Let me preface this post by saying: I absolutely love being
a therapist. There are a lot of ways in which I’m not sure the direction my
life will take, but my identity as a couple and family therapist is a
certainty. I feel incredibly blessed to accompany people in places of pain and fear,
and it has been the most beautiful gift to see people experience healing and
find hope amidst the darkness. By jumping headfirst into the realm of human
experience, I have grown more in two years of doing therapy than I could have
ever imagined was possible. That being said, this past week has been hard. I’ve
held people’s pain, and my heart has hurt with theirs. I wouldn’t change this
part of my job even if I could, but after this long, beautiful, challenging week, I
needed to fill my soul back up. Sometimes I turn to cupcakes (can you
say…self-care dinner?), but usually I turn to nature for healing grace.
So yesterday, I spent most of the afternoon hiking around
Caprock Canyon. It was healing and soothing and invigorating in all the ways I
needed it to be. More than that, I found myself reflecting on why I feel such a
connection with nature. For that, I have my family to sincerely thank. Some of
my earliest memories include hiking with my family in Colorado, and I remember
being fascinated as a child by fuzzy caterpillars, flower petals, puddles of
water, and blades of grass. As I grew older, my mom encouraged me to stay
grounded in appreciation for the earth we are called to embrace. Nature is my
refuge when I am feeling weak, when I am lost, when I am broken.
Walking through the canyon yesterday, I was thinking about
how I am much more impressed with natural occurrences than I am with man-made
feats like skyscrapers or amusement parks. Why? The way I see it, what man
builds can be easily torn down by earthquakes or terrorist attacks or fires or
any number of destructive forces. What God builds in nature can also be damaged.
Sometimes this involves natural processes like erosion; sometimes it involves
careless human error leading to wildfires or overconsumption resulting from
greed or lack of planning. Seeing all the ways in which erosion had helped
develop these canyons really made me stop and think. Now, this won’t be a brilliant,
scientifically accurate description of erosion, but hear me out. With wind and
rain and all sorts of weather over a huge expanse of time, erosion had torn down
these rocks and scarred them. But it’s almost like I could see how God’s hand
had carved out these beautiful parts of the earth that didn’t exist before and
weren’t visible under the original surface. There’s beauty in the breakdown.
And at the bottom of the riverbed, these rocks had swept across and grated
against each other, creating this beautiful mixture of browns and blues and
whites. Friction can create something mysteriously lovely. I can appreciate
that in the human spirit, both for my clients and for myself.

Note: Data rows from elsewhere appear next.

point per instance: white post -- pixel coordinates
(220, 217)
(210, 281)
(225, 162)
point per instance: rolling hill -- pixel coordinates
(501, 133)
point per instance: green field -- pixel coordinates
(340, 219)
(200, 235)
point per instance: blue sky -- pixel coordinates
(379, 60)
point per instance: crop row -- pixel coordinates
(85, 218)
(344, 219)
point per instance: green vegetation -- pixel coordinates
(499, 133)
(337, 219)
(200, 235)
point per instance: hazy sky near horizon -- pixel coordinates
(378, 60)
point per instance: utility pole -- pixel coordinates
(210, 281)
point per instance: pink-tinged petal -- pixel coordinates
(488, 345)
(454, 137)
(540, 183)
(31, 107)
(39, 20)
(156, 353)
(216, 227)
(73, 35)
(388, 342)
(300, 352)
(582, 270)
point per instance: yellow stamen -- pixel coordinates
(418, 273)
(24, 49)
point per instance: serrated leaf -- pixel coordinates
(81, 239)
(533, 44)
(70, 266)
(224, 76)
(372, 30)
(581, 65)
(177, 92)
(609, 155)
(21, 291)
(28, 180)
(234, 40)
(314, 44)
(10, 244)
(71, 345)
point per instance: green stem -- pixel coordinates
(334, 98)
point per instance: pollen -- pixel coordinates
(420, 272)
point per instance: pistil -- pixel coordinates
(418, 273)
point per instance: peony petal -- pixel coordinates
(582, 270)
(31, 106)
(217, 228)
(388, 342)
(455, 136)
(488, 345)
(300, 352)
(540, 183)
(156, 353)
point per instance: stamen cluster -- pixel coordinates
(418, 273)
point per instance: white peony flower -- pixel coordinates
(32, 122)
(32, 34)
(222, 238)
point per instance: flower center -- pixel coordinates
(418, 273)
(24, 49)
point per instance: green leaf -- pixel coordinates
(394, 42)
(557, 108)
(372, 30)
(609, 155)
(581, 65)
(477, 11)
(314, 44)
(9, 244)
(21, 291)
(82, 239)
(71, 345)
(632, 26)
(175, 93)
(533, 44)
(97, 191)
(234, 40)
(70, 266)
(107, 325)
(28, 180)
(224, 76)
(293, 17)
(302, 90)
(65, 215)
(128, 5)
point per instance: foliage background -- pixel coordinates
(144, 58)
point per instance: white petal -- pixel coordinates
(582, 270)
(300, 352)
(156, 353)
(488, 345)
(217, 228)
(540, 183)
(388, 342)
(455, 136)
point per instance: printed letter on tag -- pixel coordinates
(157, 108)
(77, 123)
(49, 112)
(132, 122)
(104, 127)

What about 50 years from now? If I return to this same spot,
will it look the same? All the crevices and jagged edges I have touched today,
what stories would they have to tell in half a century? Would I recognize these
same spaces, or would they have changed beyond recognition? It makes me think
about the ways in which I have changed as a result of my life experiences.
There are parts of me now that I’m not sure I would have recognized in myself
ten years ago – some parts are improvements, I think, and some are surely works
in progress. I suppose we’re all parts of God’s creation, constantly changing
as a result of forces beneath the surface.